Before that first visit, I felt very tense. For one, I didn’t understand why anyone would want to come and visit me in that tiny flat, and I was also expecting the whole ‘How did you get here? What were you thinking?’ spiel. I couldn’t have been more mistaken. Ruth wasn’t bothered at all about my accommodation, and she came across as empathetic and professional. She said to me, ‘From this day forward, you are not alone’ – and that one sentence lifted another chunk of weight off me. For the first time, I felt that someone understood how I was feeling. Together, we started gathering all the mail that I’d been so afraid of opening. From then on, I could send the demanding letters straight on to CAP to deal with, and if the creditors called I could simply say, ‘I’m working with CAP’ and they’d back off.
The following day, Ruth called me – not to chase anything up, but just to see how I was feeling after the visit. I didn’t want to put the phone down! It felt like CAP was a hand that had been extended towards me, reaching out to me to help me and comfort me.
Glimmer of hope and new beginnings
‘And so the journey began. Because I was still off work sick with no wage, just the Universal Credit, and I had no assets, Ruth explained the benefits and consequences of going through a Debt Relief Order, which CAP had deemed the best option for me. I was comfortable with what it meant, and six months later it came through.
When an advisor from CAP called me to confirm that I was now debt free, it felt surreal. I couldn’t believe I’d been given this opportunity to start again. All of that fear, worry and shame had gone.
From this day forward, you are not alone.
Ruth, CAP Debt Centre Manager
Following the DRO, I also decided to attend CAP’s money coaching course. I wish I’d known this stuff years ago, because it felt like I was back in control, empowered. It was just what I needed. Because I’m still relying on Universal Credit and living costs are high, my finances are still on a knife edge despite being debt free, and so it makes a big difference to have these tools to draw on. They help me manage my money as best I can.
‘And even after all of that, CAP never abandoned me. Ruth invited me to her church – Grace Church Brockley – and after years of not wanting anything to do with God or faith, I started going to services and loved it. I tell everyone I’m living my ‘James 2:18 moment’ because I think that verse sums it up: ‘Show me your faith without works, and I will show you my faith with works’. For me, the best thing to have come out of my time with CAP is the community and support network that I’ve gained, and the confidence to welcome other people in too.

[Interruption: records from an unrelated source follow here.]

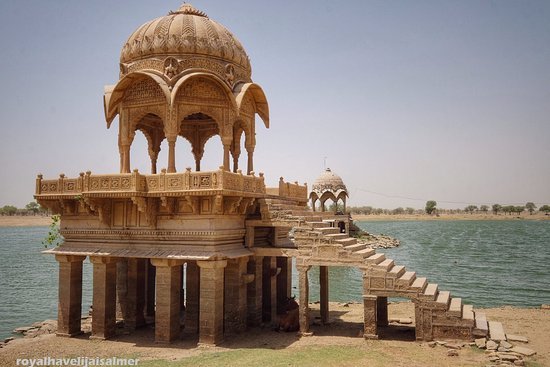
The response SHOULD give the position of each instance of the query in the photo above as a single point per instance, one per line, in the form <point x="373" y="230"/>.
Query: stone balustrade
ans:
<point x="161" y="184"/>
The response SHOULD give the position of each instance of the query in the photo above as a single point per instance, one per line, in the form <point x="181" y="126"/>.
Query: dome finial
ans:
<point x="187" y="8"/>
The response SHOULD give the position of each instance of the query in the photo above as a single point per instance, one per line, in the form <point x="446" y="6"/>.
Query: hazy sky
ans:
<point x="408" y="100"/>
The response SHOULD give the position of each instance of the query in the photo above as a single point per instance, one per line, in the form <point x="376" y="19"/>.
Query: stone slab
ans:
<point x="496" y="331"/>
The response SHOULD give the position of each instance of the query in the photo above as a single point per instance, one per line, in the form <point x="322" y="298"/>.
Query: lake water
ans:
<point x="487" y="263"/>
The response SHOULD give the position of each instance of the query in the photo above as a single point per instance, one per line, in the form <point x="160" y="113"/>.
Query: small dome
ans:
<point x="328" y="181"/>
<point x="184" y="32"/>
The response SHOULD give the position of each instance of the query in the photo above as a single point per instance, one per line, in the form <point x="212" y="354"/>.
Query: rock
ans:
<point x="452" y="353"/>
<point x="517" y="338"/>
<point x="491" y="345"/>
<point x="453" y="346"/>
<point x="522" y="350"/>
<point x="505" y="344"/>
<point x="508" y="357"/>
<point x="481" y="343"/>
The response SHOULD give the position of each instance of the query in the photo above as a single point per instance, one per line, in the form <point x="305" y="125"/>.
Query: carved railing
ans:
<point x="156" y="184"/>
<point x="292" y="190"/>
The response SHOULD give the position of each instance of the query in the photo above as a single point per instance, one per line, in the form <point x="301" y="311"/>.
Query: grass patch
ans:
<point x="312" y="356"/>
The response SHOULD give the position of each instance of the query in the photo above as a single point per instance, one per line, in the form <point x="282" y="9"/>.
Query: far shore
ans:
<point x="25" y="220"/>
<point x="445" y="216"/>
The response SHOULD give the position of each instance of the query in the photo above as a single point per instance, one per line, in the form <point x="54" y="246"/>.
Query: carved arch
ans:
<point x="114" y="95"/>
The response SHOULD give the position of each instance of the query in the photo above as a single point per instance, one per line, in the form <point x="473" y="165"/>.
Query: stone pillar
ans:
<point x="382" y="311"/>
<point x="136" y="294"/>
<point x="323" y="284"/>
<point x="167" y="314"/>
<point x="254" y="292"/>
<point x="235" y="296"/>
<point x="269" y="298"/>
<point x="192" y="291"/>
<point x="122" y="289"/>
<point x="150" y="281"/>
<point x="250" y="167"/>
<point x="284" y="279"/>
<point x="226" y="149"/>
<point x="211" y="301"/>
<point x="69" y="309"/>
<point x="303" y="283"/>
<point x="369" y="305"/>
<point x="104" y="297"/>
<point x="171" y="154"/>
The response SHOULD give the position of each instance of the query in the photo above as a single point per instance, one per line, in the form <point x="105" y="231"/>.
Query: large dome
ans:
<point x="182" y="34"/>
<point x="329" y="181"/>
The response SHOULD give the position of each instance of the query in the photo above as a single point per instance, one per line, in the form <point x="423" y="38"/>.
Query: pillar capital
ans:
<point x="166" y="262"/>
<point x="212" y="264"/>
<point x="103" y="259"/>
<point x="69" y="258"/>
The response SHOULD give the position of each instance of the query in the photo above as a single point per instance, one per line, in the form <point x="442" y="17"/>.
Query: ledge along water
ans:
<point x="487" y="263"/>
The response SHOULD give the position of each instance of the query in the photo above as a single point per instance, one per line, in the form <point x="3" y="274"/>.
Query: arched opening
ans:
<point x="198" y="129"/>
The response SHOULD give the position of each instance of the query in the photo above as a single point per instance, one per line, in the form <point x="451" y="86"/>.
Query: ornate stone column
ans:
<point x="303" y="283"/>
<point x="235" y="295"/>
<point x="167" y="315"/>
<point x="69" y="309"/>
<point x="254" y="294"/>
<point x="369" y="306"/>
<point x="211" y="315"/>
<point x="323" y="283"/>
<point x="171" y="153"/>
<point x="250" y="162"/>
<point x="192" y="290"/>
<point x="382" y="311"/>
<point x="135" y="294"/>
<point x="104" y="297"/>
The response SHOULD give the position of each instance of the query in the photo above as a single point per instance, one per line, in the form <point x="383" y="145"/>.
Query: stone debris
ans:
<point x="522" y="350"/>
<point x="491" y="345"/>
<point x="517" y="338"/>
<point x="452" y="353"/>
<point x="481" y="343"/>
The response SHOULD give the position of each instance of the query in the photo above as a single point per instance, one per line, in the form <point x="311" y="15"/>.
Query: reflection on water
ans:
<point x="487" y="263"/>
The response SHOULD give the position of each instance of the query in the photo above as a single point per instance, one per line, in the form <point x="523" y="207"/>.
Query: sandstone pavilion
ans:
<point x="214" y="241"/>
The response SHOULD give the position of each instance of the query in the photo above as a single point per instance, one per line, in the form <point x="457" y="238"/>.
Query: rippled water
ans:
<point x="487" y="263"/>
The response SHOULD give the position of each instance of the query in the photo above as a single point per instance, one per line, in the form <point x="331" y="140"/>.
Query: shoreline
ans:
<point x="448" y="217"/>
<point x="340" y="342"/>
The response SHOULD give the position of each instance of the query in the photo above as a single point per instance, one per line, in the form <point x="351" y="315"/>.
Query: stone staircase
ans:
<point x="437" y="313"/>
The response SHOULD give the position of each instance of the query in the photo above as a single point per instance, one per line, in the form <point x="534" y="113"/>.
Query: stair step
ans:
<point x="328" y="230"/>
<point x="468" y="312"/>
<point x="356" y="247"/>
<point x="366" y="252"/>
<point x="375" y="259"/>
<point x="481" y="329"/>
<point x="455" y="309"/>
<point x="407" y="278"/>
<point x="385" y="265"/>
<point x="337" y="236"/>
<point x="348" y="242"/>
<point x="419" y="284"/>
<point x="397" y="271"/>
<point x="496" y="331"/>
<point x="431" y="291"/>
<point x="443" y="298"/>
<point x="317" y="224"/>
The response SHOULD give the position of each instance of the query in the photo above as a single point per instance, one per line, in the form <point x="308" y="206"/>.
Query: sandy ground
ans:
<point x="24" y="221"/>
<point x="396" y="348"/>
<point x="462" y="216"/>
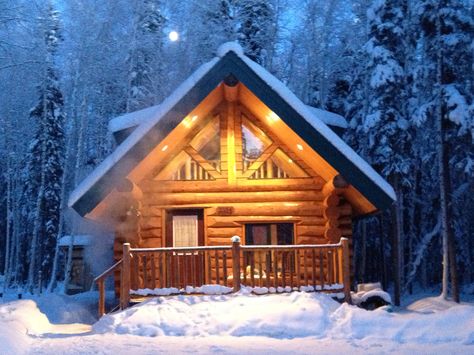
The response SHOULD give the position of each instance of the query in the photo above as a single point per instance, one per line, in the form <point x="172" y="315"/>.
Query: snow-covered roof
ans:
<point x="330" y="118"/>
<point x="192" y="91"/>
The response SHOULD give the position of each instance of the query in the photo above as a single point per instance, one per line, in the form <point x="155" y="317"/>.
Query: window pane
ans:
<point x="185" y="231"/>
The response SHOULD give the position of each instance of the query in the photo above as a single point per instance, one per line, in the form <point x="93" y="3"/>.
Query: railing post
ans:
<point x="346" y="270"/>
<point x="125" y="277"/>
<point x="236" y="262"/>
<point x="101" y="297"/>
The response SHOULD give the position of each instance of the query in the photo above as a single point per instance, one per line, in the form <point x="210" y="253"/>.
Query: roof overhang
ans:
<point x="271" y="92"/>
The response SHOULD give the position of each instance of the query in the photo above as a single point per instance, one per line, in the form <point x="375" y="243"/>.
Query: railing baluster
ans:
<point x="145" y="271"/>
<point x="209" y="269"/>
<point x="194" y="268"/>
<point x="330" y="267"/>
<point x="224" y="257"/>
<point x="252" y="268"/>
<point x="244" y="266"/>
<point x="291" y="266"/>
<point x="260" y="271"/>
<point x="275" y="268"/>
<point x="283" y="269"/>
<point x="153" y="271"/>
<point x="216" y="257"/>
<point x="321" y="268"/>
<point x="135" y="273"/>
<point x="305" y="269"/>
<point x="178" y="271"/>
<point x="268" y="267"/>
<point x="297" y="267"/>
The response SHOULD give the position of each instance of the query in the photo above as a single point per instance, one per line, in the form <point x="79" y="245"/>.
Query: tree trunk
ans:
<point x="449" y="253"/>
<point x="382" y="252"/>
<point x="396" y="243"/>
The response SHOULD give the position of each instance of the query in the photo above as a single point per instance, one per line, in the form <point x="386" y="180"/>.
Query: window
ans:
<point x="269" y="234"/>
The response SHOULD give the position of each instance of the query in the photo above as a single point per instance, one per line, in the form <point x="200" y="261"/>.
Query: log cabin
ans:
<point x="232" y="152"/>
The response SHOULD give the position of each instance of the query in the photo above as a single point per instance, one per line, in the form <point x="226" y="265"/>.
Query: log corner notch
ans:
<point x="331" y="193"/>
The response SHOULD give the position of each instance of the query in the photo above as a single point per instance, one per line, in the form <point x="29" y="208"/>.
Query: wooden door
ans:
<point x="185" y="228"/>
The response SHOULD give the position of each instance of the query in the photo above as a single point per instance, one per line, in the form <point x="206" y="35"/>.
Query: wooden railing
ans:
<point x="281" y="267"/>
<point x="100" y="280"/>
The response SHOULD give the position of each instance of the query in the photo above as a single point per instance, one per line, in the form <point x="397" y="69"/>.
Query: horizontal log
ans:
<point x="232" y="221"/>
<point x="311" y="230"/>
<point x="151" y="243"/>
<point x="151" y="233"/>
<point x="184" y="198"/>
<point x="333" y="234"/>
<point x="316" y="239"/>
<point x="221" y="185"/>
<point x="213" y="240"/>
<point x="230" y="231"/>
<point x="302" y="208"/>
<point x="151" y="223"/>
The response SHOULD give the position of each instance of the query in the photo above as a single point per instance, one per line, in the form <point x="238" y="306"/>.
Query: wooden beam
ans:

Show me your faith without works, and I will show you my faith with works.
James 2:18
Alongside a group of others who have been through the debt journey with CAP, we have a social group that meets up every Wednesday to talk, read scripture and encourage one another. Sometimes we invite people who know nothing about CAP and some have gone on to seek debt help themselves. It’s so important to have that community of people who understand the challenges you’ve faced and can walk alongside you, especially when money is still a struggle. I’ve gone from being surrounded by family, to completely alone, to surrounded by a different kind of family – and CAP has been a huge part of that.’